Recommendation: Ensure that you've selected one of the supported regions to move Backup vaults. See Supported regions.

UserErrorCrossTenantMSIMoveNotSupported

Cause: This error occurs if the subscription with which resource is associated has moved to a different Tenant, but the Managed Identity is still associated with the old Tenant.

Recommendation: Remove the Managed Identity from the existing Tenant; move the resource and add it again to the new one.

Perform Cross Region Restore using Azure portal

The Cross Region Restore option allows you to restore data in a secondary Azure paired region. To configure Cross Region Restore for the backup vault:

  1. Sign in to Azure portal.

  2. Create a new Backup vault or choose an existing Backup vault, and then enable Cross Region Restore by going to Properties > Cross Region Restore, and choose Enable.

    Screenshot shows how to enable Cross Region Restore for PostgreSQL database.

  3. Go to the Backup vault’s Overview pane, and then configure a backup for PostgreSQL database.

  4. Once the backup is complete in the primary region, it can take up to 12 hours for the recovery point in the primary region to get replicated to the secondary region.

    To check the availability of recovery point in the secondary region, go to the Backup center > Backup Instances > Filter to Azure Database for PostgreSQL servers, filter Instance Region as Secondary Region, and then select the required Backup Instance.

    Screenshot shows how to check availability for the recovery points in the secondary region.

    The recovery points available in the secondary region are now listed.

  5. Select Restore to secondary region.

    Screenshot shows how to initiate restores to the secondary region.

    You can also trigger restores from the respective backup instance.

    Screenshot shows how to trigger restores from the respective backup instance.

  6. Select Restore to secondary region to review the target region selected, and then select the appropriate recovery point and restore parameters.

  7. Once the restore starts, you can monitor the completion of the restore operation under Backup Jobs of the Backup vault by filtering Jobs workload type to Azure Database for PostgreSQL servers and Instance Region to Secondary Region.

    Screenshot shows how to monitor the postgresql restore to the secondary region.

Cross Subscription Restore using Azure portal

Some datasources of Backup vault support restore to a subscription different from that of the source machine. Cross Subscription Restore (CSR) is enabled for existing vaults by default, and you can use it if supported for the intended datasource.

Note

The feature is currently not supported for Azure Kubernetes Service (AKS) backup.

To do Cross Subscription Restore, follow these steps:

  1. In the Backup vault, go to Backup Instance > Restore.
  2. Choose the Subscription to which you want to restore, and then select Restore.

There may be instances when you need to disable Cross Subscription Restore based on your cloud infrastructure. You can enable, disable, or permanently disable Cross Subscription Restore for existing vaults by selecting Backup vault > Properties > Cross Subscription Restore.

Screenshot shows how to disable Cross Subscription Restore for Backup vault.

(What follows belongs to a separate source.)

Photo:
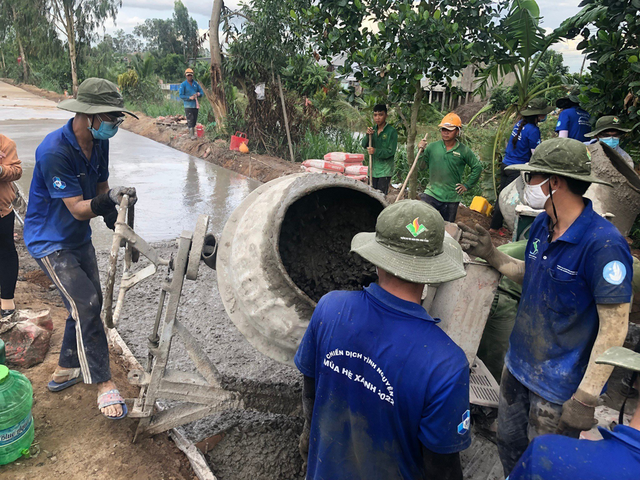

You can also select the state of CSR during the creation of Backup vault.

Screenshot shows how to select the state of Cross Subscription Restore during Backup vault creation.

Note

  • CSR once permanently disabled on a vault can't be re-enabled because it's an irreversible operation.
  • If CSR is disabled but not permanently disabled, then you can reverse the operation by selecting Vault > Properties > Cross Subscription Restore > Enable.
  • If a Backup vault is moved to a different subscription when CSR is disabled or permanently disabled, restore to the original subscription will fail.